Organoids are an emerging model system that more closely recapitulates the in vivo environment compared to traditional monolayer systems. Using patient-derived samples grown in a 3D matrix, we hope to advance personalized medicine by providing more patient-specific treatment plans. We have begun building a patient-derived organoid library from primary colon cancer tumors and metastases. Once cells are isolated and seeded into a Basement Membrane Extract (BME) matrix we analyze features on a high content imaging platform, the Operetta (Perkin Elmer). Using the Operetta we are able to obtain quantitative phenotypic data that includes the number, size, and morphology of organoids. In addition, we can capture the dynamics of organoid formation, growth, and death by tracking the same organoids over time using live-cell imaging.

More specifically, for each organoid, we capture z-stack images at various heights, and using the Harmony software, we perform quantitative analysis on the maximum projection of the complied images. Using a building block approach, we created a workflow that first relied on identifying regions of interest (ROI), which correspond to organoids. In each ROI we then obtained information such as geometric center, length and width measurements, and texture features. We used this information to determine inter-patient heterogeneity, as well as differences across samples isolated from the primary location (i.e. colon) versus metastatic sites (i.e. liver). After culturing patient-derived organoids for several weeks in laboratory conditions, we perturbed various aspects of the tumor microenvironment (e.g. drug and oxygen levels) and subsequently tracked changes in organoid number, size, and morphology over time. This workflow represents a unique method for image-based quantitative phenotypic analysis of organoids under varying environmental conditions.

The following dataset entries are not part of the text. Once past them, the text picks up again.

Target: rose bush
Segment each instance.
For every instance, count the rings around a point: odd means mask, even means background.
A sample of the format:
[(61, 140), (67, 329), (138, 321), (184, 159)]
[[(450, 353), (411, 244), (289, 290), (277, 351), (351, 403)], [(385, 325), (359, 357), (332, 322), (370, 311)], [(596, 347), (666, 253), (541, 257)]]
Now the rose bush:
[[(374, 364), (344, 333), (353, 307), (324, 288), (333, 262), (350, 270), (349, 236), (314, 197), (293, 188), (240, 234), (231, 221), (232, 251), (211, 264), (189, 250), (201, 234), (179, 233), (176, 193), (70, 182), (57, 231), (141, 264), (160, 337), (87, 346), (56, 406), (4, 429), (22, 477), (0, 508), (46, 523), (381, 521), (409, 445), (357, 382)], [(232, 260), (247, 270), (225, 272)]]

Citation Format: Erin Spiller, Roy Lau, Sarah Choung, Shannon M. Mumenthaler. High-content 3D image analysis of patient-derived organoids. [abstract]. In: Proceedings of the AACR Special Conference: Patient-Derived Cancer Models: Present and Future Applications from Basic Science to the Clinic; Feb 11-14, 2016; New Orleans, LA. Philadelphia (PA): AACR; Clin Cancer Res 2016;22(16_Suppl):Abstract nr A18.